The fund holds 313 stocks with a median market cap of $70 billion. Impressively, the average earnings growth rate among its holdings is high at 11.4%, but the P/E ratio is also a bit pricey at 18.0x, per Vanguard. Still, that yields a PEG ratio under one, which is still somewhat attractive to me, but not as cheap as the broad non-U.S. market.

VIGI generally features higher-than-market growth and middle-of-the-road total yield, per Morningstar. The factor profile in the table below is a useful gauge of what investors can expect out of the fund. What’s ideal is that it is a low-volatility product, but it can also have weak liquidity. The overall dividend yield is 2.4% (it is higher if you include capital gain distributions).

VIGI: Factor Profile & Key Portfolio Statistics

VIGI: Factor Profile & Key Portfolio Statistics

Morningstar

In terms of the portfolio composition, you can get ex-U.S. equity exposure without worrying much about the volatile China market through this fund. The world’s second-biggest economy is just 3.2% of VIGI while Hong Kong is merely 3.6% of the ETF. In all, emerging markets comprise 12.7% of the fund, smaller than its roughly 25% weight in the ACWI ex-U.S. index. Most of the holdings are domiciled in Canada, Europe, and the Pacific regions, which can offer more stability compared to the emerging world.

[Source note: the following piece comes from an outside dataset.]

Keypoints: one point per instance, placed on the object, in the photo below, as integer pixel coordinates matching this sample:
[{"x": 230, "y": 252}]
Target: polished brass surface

VIGI: Primarily A Developed-Markets Fund

VIGI: Primarily A Developed-Markets Fund

Vanguard

What is also reassuring for risk-conscious investors is that VIGI is not a highly-concentrated product – the biggest holding as of October 31, 2022, is Novo Nordisk at 4.9%. In all the top 10 holdings makeup 36% of the ETF, according to Morningstar, which is not bad considering the total holding count.

VIGI Portfolio: Major Foreign Names in the Top 10

VIGI Portfolio: Major Foreign Names in the Top 10

Morningstar

The Technical Take

VIGI is right at a key spot on the chart. Notice how shares have rallied sharply to the falling 200-day moving average for the first test of this key long-term trend indicator line since the start of the year. With a very high RSI, which I often take as a bullish sign, the fund could be due for a near-term pullback.

Buttressing that argument is a significant amount of bearish supply as measured by the volume by price indicator on the left side of the chart. A decent low looks to have been put in back in October, but it is common for securities to retreat on a first attempt at a big resistance level on the chart. A buy-the-dip strategy is appropriate here.

VIGI: Some Resistance Near-Term at the 200-Day Moving Average

VIGI: Some Resistance Near-Term at the 200-Day Moving Average

Stockcharts.com

The Bottom Line

I am a hold on VIGI as shares are not too cheap and the technical picture suggests some caution here. Still, for long-term investors, VIGI is a solid choice due to its liquidity, tradability, and diversification. Moreover, cash and low-risk bond funds are not bad places to hang out as you wait for better opportunities to buy equities.